「倫雅の想い出」と「倫雅賞への夢」
「倫雅の想い出」と「倫雅賞への夢」
富山秀男
「倫雅」とはこの賞を設定した河北倫明・雅枝双方の頭文字を繋げて音読みにした夫婦一体の自称、また、訓読みの「倫雅」は、お子さんたちに向けられた父母の別称として、なじみ深いものになっていたそうです。
すなわち夫河北倫明(以下倫という)は今の福岡県うきは市を拠点に数百年間続いてきた旧家中の旧家の一員、修学後美術史研究に職を求めて東京に出、妻雅枝(以下雅という)と結ばれて3子を設け、長い長い縦軸に対して短くても強靭な横軸を打ち据えたのでした。
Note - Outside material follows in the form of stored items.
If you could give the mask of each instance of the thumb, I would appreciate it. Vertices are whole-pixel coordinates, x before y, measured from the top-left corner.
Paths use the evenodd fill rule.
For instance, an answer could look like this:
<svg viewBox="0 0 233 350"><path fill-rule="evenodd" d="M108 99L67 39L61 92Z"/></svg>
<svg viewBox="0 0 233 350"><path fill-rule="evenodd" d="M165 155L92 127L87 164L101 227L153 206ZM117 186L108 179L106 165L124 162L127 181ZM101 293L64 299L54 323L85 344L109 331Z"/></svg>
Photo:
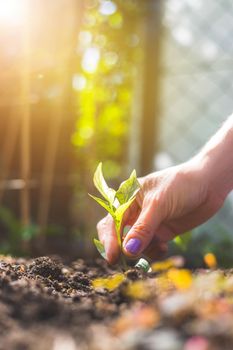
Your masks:
<svg viewBox="0 0 233 350"><path fill-rule="evenodd" d="M159 211L153 201L143 205L141 213L123 242L123 251L128 256L141 254L150 244L161 223Z"/></svg>

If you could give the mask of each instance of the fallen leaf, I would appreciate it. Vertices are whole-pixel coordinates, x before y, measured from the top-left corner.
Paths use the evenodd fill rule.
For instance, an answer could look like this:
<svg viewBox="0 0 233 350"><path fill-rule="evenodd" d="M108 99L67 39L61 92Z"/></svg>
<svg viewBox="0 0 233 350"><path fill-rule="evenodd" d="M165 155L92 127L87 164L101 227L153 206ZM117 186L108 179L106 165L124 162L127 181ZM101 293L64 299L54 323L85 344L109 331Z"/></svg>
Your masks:
<svg viewBox="0 0 233 350"><path fill-rule="evenodd" d="M205 254L204 262L210 269L214 269L217 266L216 256L212 253Z"/></svg>
<svg viewBox="0 0 233 350"><path fill-rule="evenodd" d="M92 286L96 288L106 288L108 290L114 290L125 280L123 273L115 274L108 278L96 278L92 281Z"/></svg>
<svg viewBox="0 0 233 350"><path fill-rule="evenodd" d="M166 271L171 267L174 267L174 261L172 259L155 262L154 264L151 265L151 269L154 272Z"/></svg>
<svg viewBox="0 0 233 350"><path fill-rule="evenodd" d="M125 295L133 299L145 300L150 294L150 288L144 281L131 282L125 289Z"/></svg>
<svg viewBox="0 0 233 350"><path fill-rule="evenodd" d="M188 289L192 285L192 274L186 269L172 268L167 272L168 279L177 289Z"/></svg>

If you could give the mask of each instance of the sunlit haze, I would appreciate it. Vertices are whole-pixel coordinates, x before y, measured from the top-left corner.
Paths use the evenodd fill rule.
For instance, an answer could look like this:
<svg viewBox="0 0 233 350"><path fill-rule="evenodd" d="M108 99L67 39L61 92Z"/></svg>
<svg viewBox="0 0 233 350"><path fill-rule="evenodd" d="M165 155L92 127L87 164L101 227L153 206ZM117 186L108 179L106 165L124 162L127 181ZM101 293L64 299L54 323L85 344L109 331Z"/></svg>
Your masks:
<svg viewBox="0 0 233 350"><path fill-rule="evenodd" d="M0 25L17 26L25 20L27 0L0 0Z"/></svg>

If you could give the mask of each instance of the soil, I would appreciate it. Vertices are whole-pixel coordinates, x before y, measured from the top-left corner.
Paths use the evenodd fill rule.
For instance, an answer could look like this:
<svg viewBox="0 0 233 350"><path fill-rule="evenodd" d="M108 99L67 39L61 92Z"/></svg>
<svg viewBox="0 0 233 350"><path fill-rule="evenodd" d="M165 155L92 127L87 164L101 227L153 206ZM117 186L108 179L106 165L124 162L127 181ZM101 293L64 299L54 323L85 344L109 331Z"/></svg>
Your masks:
<svg viewBox="0 0 233 350"><path fill-rule="evenodd" d="M233 349L231 286L227 298L213 292L214 304L207 293L197 312L200 296L193 302L173 288L156 289L156 273L130 270L112 291L93 287L95 278L115 274L101 259L1 257L0 350ZM132 283L136 297L125 292ZM154 292L142 295L140 283Z"/></svg>

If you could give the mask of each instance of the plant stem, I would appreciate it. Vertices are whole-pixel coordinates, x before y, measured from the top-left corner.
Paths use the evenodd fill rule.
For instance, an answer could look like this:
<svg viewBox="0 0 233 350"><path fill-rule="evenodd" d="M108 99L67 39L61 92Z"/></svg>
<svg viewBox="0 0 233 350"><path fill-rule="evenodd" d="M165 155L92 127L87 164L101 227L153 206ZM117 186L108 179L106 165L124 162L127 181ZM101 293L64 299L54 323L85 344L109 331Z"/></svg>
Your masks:
<svg viewBox="0 0 233 350"><path fill-rule="evenodd" d="M113 218L115 221L115 228L116 228L116 235L117 235L117 241L118 244L120 246L120 248L122 248L122 242L121 242L121 222L117 221L115 218Z"/></svg>
<svg viewBox="0 0 233 350"><path fill-rule="evenodd" d="M121 250L120 260L121 260L121 264L122 264L123 270L126 271L126 270L128 270L128 265L126 263L125 256L122 253L121 222L115 221L115 227L116 227L116 234L117 234L118 244L119 244L120 250Z"/></svg>
<svg viewBox="0 0 233 350"><path fill-rule="evenodd" d="M128 270L128 265L127 265L125 256L122 253L121 253L121 264L124 271Z"/></svg>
しかも倫の美術評論に対する雅の音楽活動(コーラス・グループ「芙蓉会」を主宰)は、一際生彩を添えるものでした。こんな裏話を一つ。倫と同じ職場の後輩だった若造の私には、屢々日曜出勤の当番が当り渋々行くと、出る必要もない倫が先に来ているのです。何故と訊くと「うーん、家中賑やかすぎて居場所がないんだ」とか。あゝ何と自然体のいい家庭だろう、と思ったことを忘れません。
見ていないので後回しになりましたが、家の内情に詳しい人にいわせると雅の内助の功のうち最大のものは、原稿書きに熱中する倫の司書役としての雅の有能さだったと断言します。ともあれそれらすべての象徴が、東京八王子市の梅洞寺にある石碑のユニークさでしょう。頭の円い蒲鉾形の自然石の表てには倫の毛筆書体で「倫雅」と縦に大きく深く刻まれているだけで、「河北」も「墓」の字もないのです。私にはこれは墓碑ではなく夫婦愛の記念碑にしか見えませんでした。
さて、肝心なのは「倫雅賞」のこと。金婚の慶事に何をしようと親族一同が話し合ったとき、それは倫雅の自由といわれてトントン拍子にできたのが公益信託によるこの賞でした。美術史研究と美術評論などの部門分け、単行本に限らずカタログ論文も対象とする、年齢制限、推薦制度などなど、一気呵成の決め方でした。
倫雅揃って出席できたのはその第一回賞献呈式の時だけでしたが、その時挨拶に立った倫は屈託もなくこんな話をしたことを、今でも鮮やかに覚えています。「越後の禅僧良寛上人の短歌にこんなのがあります-花開くとき蝶きたる/蝶きたるとき花開く-と。解釈の難しいこの下の句を私は全く自分勝手に使わせてもらって、この蝶のようになりたいというのが私の夢であり、この賞の役割りだと思っている次第です。」と。
今年はその30回目の受賞式典を迎える節目の年とのこと。私までもが感無量の思いでわくわくしているところです。